InterSpeech 2021

Investigating the Utility of Multimodal Conversational Technology and Audiovisual Analytic Measures for the Assessment and Monitoring of Amyotrophic Lateral Sclerosis at Scale
(Oral presentation)

Michael Neumann (Modality.AI, USA), Oliver Roesler (Modality.AI, USA), Jackson Liscombe (Modality.AI, USA), Hardik Kothare (Modality.AI, USA), David Suendermann-Oeft (Modality.AI, USA), David Pautler (Modality.AI, USA), Indu Navar (Peter Cohen Foundation, USA), Aria Anvar (Peter Cohen Foundation, USA), Jochen Kumm (Pr3vent, USA), Raquel Norel (IBM, USA), Ernest Fraenkel (MIT, USA), Alexander V. Sherman (MGH Institute of Health Professions, USA), James D. Berry (MGH Institute of Health Professions, USA), Gary L. Pattee (University of Nebraska, USA), Jun Wang (University of Texas at Austin, USA), Jordan R. Green (MGH Institute of Health Professions, USA), Vikram Ramanarayanan (Modality.AI, USA)

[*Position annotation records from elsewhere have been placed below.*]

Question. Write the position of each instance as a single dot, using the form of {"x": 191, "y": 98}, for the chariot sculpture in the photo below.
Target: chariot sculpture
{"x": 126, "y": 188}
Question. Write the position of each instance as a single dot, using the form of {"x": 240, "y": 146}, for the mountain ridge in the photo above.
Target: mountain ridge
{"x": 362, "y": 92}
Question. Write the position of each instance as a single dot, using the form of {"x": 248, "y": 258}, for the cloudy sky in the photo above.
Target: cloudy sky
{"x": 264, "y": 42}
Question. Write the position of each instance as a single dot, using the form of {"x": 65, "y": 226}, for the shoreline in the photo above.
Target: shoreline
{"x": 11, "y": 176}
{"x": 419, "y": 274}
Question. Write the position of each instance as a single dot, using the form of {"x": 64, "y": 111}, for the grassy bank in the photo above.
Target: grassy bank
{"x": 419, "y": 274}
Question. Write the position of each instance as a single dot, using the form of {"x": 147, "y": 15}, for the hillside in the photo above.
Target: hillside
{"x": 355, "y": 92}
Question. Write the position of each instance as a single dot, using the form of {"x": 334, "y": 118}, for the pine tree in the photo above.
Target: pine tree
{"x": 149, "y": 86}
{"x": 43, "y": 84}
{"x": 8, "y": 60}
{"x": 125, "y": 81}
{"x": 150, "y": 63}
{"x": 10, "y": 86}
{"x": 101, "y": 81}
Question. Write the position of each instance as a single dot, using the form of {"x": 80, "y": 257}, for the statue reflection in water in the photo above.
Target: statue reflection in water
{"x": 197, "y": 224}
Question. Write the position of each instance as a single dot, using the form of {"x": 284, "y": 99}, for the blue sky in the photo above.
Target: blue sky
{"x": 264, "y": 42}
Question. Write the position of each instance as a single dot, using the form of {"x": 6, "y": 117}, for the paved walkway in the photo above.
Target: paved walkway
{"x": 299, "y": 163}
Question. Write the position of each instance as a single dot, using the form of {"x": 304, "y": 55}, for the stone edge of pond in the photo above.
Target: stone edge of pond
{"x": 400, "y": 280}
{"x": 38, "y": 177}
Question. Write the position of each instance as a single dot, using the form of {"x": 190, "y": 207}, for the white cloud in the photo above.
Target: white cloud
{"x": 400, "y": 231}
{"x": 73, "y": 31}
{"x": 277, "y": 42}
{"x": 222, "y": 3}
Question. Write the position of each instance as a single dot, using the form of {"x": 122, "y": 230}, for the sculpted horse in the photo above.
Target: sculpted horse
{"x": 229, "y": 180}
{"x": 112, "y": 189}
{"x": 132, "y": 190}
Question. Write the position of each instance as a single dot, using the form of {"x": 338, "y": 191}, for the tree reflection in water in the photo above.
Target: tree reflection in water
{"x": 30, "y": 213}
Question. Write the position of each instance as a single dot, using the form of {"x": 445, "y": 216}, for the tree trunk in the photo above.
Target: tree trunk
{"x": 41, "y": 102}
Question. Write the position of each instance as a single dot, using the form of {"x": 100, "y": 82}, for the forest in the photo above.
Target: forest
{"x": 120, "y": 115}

We propose a cloud-based multimodal dialog platform for the remote assessment and monitoring of Amyotrophic Lateral Sclerosis (ALS) at scale. This paper presents our vision, technology setup, and an initial investigation of the efficacy of the various acoustic and visual speech metrics automatically extracted by the platform. 82 healthy controls and 54 people with ALS (pALS) were instructed to interact with the platform and completed a battery of speaking tasks designed to probe the acoustic, articulatory, phonatory, and respiratory aspects of their speech. We find that multiple acoustic (rate, duration, voicing) and visual (higher order statistics of the jaw and lip) speech metrics show statistically significant differences between controls, bulbar symptomatic and bulbar pre-symptomatic patients. We report on the sensitivity and specificity of these metrics using five-fold cross-validation. We further conducted a LASSO-LARS regression analysis to uncover the relative contributions of various acoustic and visual features in predicting the severity of patients’ ALS (as measured by their self-reported ALSFRSR scores). Our results provide encouraging evidence of the utility of automatically extracted audiovisual analytics for scalable remote patient assessment and monitoring in ALS.